Training may last from 3 weeks to 8 weeks depending on the person’s knowledge at the beginning and how well they retain new knowledge. At the end of each of Christopher’s sessions, Sheryl talked about what he had learned with his mother, who worked with him between weekly sessions.

“Actually practicing the techniques is important,” explains Sheryl. “Christopher learned how to exit his bedroom safely if the alarm goes off:  test the door using the back of the hand, take a cell phone and shoes, and if the door is hot how to block smoke from under the door and go to the window to signal for help”.

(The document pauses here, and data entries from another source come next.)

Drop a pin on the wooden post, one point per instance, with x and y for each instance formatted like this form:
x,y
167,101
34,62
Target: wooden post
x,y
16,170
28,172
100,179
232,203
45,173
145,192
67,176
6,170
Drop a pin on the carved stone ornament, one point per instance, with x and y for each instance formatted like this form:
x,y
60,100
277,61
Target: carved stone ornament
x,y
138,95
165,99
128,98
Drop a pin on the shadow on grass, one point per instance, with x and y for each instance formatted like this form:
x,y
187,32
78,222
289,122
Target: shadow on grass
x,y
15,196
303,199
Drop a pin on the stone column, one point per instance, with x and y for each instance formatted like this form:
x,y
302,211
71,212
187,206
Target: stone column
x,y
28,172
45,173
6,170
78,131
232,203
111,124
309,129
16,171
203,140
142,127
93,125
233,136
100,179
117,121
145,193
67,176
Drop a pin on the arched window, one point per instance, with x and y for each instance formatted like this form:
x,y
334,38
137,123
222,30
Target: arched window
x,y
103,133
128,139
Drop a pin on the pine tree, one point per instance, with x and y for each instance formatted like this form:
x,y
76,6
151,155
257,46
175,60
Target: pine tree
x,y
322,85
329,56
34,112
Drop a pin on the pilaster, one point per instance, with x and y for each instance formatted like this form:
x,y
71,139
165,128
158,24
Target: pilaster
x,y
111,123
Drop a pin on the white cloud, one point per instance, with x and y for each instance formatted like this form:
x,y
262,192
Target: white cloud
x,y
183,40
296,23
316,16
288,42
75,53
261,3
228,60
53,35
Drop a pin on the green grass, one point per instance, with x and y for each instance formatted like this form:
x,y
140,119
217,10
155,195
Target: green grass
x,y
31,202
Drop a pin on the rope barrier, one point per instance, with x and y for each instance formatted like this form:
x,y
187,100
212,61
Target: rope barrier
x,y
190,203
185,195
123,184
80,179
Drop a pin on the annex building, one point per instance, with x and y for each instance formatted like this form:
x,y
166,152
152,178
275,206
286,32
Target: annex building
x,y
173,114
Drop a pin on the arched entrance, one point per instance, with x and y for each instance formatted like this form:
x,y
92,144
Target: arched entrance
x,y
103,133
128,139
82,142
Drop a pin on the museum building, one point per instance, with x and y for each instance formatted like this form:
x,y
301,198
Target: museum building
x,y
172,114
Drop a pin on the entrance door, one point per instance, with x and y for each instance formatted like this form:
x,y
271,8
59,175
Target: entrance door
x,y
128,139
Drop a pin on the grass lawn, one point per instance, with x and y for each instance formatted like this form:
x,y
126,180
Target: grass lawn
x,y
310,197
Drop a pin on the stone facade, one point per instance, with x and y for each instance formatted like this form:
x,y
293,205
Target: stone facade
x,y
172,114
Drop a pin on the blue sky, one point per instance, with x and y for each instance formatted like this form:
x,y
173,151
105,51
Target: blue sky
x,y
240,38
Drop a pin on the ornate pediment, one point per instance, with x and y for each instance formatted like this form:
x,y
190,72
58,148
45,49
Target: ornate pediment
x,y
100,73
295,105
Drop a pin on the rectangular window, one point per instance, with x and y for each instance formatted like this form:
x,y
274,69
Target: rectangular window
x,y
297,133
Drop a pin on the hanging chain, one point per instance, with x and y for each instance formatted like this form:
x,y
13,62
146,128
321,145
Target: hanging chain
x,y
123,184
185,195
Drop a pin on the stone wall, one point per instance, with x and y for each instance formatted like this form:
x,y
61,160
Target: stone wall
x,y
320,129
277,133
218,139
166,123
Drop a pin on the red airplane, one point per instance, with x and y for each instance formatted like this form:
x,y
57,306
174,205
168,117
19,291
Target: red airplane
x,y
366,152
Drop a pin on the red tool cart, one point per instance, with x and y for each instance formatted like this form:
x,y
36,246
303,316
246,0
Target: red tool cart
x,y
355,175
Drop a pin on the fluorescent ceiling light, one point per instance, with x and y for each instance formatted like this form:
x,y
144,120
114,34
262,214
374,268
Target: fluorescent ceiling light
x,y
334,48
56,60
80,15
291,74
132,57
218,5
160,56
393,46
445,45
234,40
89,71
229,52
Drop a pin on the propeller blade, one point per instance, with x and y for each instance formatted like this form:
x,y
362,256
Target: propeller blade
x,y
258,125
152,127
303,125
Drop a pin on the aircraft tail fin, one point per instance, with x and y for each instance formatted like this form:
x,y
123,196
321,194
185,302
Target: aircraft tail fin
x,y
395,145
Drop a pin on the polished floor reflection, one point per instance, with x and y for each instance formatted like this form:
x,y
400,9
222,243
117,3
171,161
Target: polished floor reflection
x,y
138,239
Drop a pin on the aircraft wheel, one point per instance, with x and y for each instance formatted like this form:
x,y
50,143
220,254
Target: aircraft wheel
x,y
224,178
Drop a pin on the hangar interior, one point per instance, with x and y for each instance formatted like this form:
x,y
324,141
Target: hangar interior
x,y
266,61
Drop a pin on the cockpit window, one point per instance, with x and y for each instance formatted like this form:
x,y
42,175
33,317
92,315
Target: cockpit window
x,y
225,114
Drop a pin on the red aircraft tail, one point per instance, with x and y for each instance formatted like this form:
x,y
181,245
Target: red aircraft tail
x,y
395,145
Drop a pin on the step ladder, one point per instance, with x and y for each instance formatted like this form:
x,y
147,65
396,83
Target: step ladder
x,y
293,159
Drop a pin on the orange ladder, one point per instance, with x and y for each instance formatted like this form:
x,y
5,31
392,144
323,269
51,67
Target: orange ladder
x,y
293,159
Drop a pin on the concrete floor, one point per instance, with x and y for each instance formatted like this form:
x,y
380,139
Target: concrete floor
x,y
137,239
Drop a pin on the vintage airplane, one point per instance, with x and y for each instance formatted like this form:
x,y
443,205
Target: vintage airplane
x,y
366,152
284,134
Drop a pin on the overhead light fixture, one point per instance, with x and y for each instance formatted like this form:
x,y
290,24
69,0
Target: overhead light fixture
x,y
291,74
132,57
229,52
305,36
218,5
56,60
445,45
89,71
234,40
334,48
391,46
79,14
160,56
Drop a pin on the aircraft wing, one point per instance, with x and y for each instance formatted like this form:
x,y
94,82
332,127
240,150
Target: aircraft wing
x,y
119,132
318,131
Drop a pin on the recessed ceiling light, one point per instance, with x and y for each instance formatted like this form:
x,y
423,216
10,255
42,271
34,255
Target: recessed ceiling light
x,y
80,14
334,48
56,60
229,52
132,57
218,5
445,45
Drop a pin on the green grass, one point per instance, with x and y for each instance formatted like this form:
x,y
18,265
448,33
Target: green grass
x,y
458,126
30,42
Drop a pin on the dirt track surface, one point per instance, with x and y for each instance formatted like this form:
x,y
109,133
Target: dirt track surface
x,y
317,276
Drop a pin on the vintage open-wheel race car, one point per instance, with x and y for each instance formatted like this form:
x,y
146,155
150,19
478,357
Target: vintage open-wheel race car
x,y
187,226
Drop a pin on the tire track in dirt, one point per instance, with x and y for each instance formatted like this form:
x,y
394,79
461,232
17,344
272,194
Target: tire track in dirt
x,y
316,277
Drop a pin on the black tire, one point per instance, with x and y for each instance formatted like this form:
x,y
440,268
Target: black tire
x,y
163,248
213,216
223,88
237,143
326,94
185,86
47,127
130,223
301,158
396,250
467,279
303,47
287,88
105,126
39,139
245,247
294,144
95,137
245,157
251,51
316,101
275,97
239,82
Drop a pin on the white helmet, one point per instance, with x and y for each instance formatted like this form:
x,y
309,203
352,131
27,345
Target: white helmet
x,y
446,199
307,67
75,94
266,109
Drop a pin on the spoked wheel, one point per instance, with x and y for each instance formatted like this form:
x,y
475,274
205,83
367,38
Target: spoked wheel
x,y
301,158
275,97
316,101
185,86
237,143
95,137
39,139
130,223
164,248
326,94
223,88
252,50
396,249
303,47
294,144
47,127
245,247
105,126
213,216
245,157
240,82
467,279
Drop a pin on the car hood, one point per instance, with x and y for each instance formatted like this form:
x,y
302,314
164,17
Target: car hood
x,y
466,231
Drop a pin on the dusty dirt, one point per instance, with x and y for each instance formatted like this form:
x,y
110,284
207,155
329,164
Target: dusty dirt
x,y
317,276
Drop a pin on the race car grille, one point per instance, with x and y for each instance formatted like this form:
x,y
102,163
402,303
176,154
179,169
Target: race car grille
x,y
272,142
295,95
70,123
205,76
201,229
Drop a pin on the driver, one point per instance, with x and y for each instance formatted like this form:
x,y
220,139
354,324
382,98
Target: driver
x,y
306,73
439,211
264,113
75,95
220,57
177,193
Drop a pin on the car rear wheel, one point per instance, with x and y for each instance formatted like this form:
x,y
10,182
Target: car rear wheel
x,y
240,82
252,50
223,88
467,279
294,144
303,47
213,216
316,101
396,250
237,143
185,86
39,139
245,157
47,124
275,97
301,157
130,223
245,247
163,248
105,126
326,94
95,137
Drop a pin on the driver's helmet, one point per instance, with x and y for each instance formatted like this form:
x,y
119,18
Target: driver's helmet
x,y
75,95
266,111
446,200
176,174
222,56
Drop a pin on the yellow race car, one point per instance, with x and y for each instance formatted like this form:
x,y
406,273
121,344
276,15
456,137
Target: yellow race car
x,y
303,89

Safe at Home is customized to the individual. Sheryl has worked with one young woman with autism who wasn’t very verbal.  So they made picture cards together and then used them as part of learning.

“I’d ask ‘There’s a noise going off, what could that be?’ And she’d point to the alarm, “ Sheryl explains.  “We’d lay out the cards in a sequence showing what might make the alarm go off—fire—and what we should do next—an exit.”

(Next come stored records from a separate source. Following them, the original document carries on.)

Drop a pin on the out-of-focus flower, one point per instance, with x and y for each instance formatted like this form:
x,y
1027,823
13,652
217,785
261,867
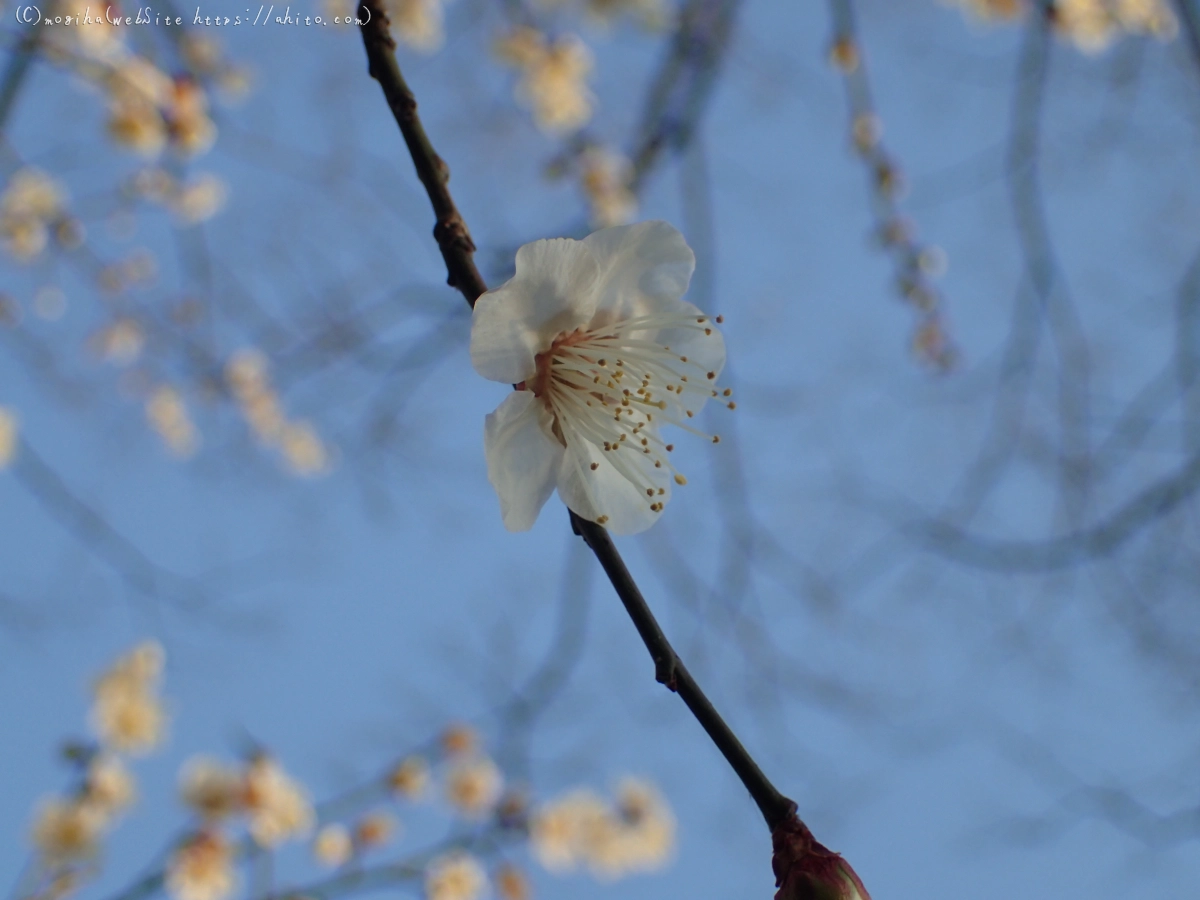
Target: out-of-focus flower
x,y
994,10
304,453
279,807
460,739
192,131
511,883
211,790
148,109
606,178
552,78
199,199
303,449
108,785
474,785
418,23
603,351
455,876
647,831
168,415
119,342
9,437
411,778
1091,25
126,712
67,831
333,846
202,869
31,203
582,829
564,833
375,829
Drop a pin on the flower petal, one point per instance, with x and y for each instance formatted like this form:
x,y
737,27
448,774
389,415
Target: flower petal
x,y
552,292
606,490
522,459
642,268
707,351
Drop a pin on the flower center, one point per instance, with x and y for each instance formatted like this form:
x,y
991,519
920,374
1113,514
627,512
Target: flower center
x,y
612,385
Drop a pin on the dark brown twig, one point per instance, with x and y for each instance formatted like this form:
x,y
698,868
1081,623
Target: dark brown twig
x,y
457,250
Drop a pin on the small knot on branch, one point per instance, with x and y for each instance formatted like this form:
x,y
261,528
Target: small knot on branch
x,y
451,234
666,671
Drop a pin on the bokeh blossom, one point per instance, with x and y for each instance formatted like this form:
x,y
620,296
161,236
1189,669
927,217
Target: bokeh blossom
x,y
127,713
67,831
606,178
474,786
411,778
202,868
455,876
211,790
333,846
279,807
1091,25
604,351
582,829
553,78
31,204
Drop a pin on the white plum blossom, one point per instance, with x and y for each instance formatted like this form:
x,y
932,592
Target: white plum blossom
x,y
603,351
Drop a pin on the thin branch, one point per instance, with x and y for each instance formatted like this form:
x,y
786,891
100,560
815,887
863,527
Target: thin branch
x,y
457,250
450,232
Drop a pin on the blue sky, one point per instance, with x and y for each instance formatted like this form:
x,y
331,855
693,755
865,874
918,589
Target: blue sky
x,y
943,726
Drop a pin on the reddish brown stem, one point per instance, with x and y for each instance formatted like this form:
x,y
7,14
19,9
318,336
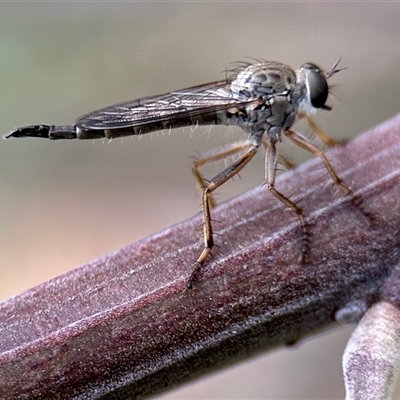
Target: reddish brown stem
x,y
124,327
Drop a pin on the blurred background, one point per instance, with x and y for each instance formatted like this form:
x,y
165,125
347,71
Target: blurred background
x,y
65,203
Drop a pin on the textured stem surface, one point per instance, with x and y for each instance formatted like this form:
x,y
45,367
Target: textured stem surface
x,y
124,327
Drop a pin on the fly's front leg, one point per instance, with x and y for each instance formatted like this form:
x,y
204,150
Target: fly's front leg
x,y
270,172
217,154
320,133
306,145
213,184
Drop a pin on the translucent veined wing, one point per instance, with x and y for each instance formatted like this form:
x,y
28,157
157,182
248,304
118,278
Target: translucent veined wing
x,y
196,100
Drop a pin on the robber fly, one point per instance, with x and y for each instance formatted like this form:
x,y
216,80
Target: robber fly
x,y
263,98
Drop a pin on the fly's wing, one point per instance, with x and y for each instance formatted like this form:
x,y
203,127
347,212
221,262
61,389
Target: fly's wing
x,y
188,102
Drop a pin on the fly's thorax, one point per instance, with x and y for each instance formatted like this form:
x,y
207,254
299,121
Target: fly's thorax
x,y
264,79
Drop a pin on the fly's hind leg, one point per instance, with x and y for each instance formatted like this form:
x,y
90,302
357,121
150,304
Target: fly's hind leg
x,y
270,172
305,144
217,154
212,185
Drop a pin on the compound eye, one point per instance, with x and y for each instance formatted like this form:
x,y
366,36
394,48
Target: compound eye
x,y
317,87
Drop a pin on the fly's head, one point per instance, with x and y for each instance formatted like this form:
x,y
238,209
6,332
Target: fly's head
x,y
313,81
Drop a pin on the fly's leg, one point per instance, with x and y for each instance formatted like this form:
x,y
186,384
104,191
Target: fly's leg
x,y
217,154
302,142
270,172
213,184
320,133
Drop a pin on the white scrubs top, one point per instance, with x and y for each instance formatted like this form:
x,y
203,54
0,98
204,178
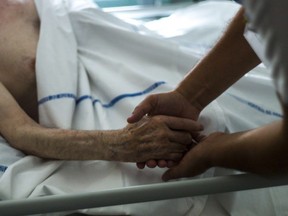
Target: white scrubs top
x,y
270,20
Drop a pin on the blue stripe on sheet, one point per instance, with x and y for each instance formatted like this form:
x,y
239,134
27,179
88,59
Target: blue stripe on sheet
x,y
3,168
256,107
94,101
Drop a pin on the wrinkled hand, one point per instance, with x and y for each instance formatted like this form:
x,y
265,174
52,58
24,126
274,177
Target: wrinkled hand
x,y
197,160
173,104
157,137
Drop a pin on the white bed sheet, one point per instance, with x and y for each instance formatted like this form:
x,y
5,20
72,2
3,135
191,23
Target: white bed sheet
x,y
51,177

All of Sheryl’s trainees have one thing in common:  “They really want to learn, and to be safe.”

Seeing the sense of accomplishment they get from their achievements is very rewarding for Sheryl. So is their determination to apply what they’ve learned. For example, at the beginning of his training Christopher could find the smoke alarm but didn’t know how to test it. Sheryl demonstrated the test button and they discussed how important it is that the alarm is always working. Now Christopher is looking forward to testing those alarms–with his father–every month.

Win a Vacation, TV and More at the Golf Tournament

Even if you don’t golf, the Jane & Larry Glazer Memorial Golf Tournament to benefit Prevention 1st is the place to be September 16! Silent auction items available at the post-tournament dinner at Midvale Country Club include a trip to Hawaii, a 60-inch television, and golf packages for Irondequoit, Midvale, Brooklea and Seneca Hickory Stick golf courses.

Also at the dinner, the winner will be drawn from the raffle tickets now on sale for a trip for two to Hilton Head’s iconic Harbour Town Golf Club. All proceeds from raffle ticket sales will support the Prevention 1st Safe at Home scholarship fund, providing customized in-home safety training to people with developmental disabilities. Tickets for “dinner only” are available. Download the 2019 tournament brochure.

Please contact one of the following with questions or to register:
Jessica Holly (co-chair): jbdinaburg@gmail.com
Michael Chatwin (co-chair): mchatwin@logs.com
Jack Dinaburg: jackdinaburg@prevention1st.org, (585) 383-6505

Safe at Home a “Next Step” for Adults With Disabilities

Safe at Home, which provides in-home safety assessment and training to reduce the risks of fire and injury in the home, was introduced to many parents, caregivers, teens and adults with intellectual and development disabilities at the recent Next Steps conference sponsored by AutismUp. The conference focused on transitioning to an adult life and living more independently.

“The people who stopped by our booth said they had never encountered anything like Safe at Home before, and they seemed very impressed,” Safe at Home trainer Bob Crandall reported. “One person also thought it would be good for her elderly mother who still lives alone.”

Learn more about Safe at Home here.

Milwaukee Students Stay Safe With“Before the Fire”

All second-graders in Milwaukee Public Schools will be learning lessons from Prevention 1st’s Before the Fire: Prevention Works curriculum as part of their Learning Journeys.  The free program includes lesson plans with learning objectives, activities, and links to resources.

Learning Journeys are beyond-the-classroom learning experiences. As part of theirs, more than 5,000 second-graders from 133 elementary schools will attend the Milwaukee Fire Departments Education Center’s Survive Alive House.

“The lessons in Before the Fire: Prevention Works! will be excellent to use prior to and after their Learning Journey”, said Michelle Wade, Learning Journeys Coordinator.

The free Before the Fire program was created by educators and fire safety experts to provide effective fire safety lesson plans for teachers, preschool and day care providers, parents and caregivers  to teach children about fire, fire prevention, and escaping a fire.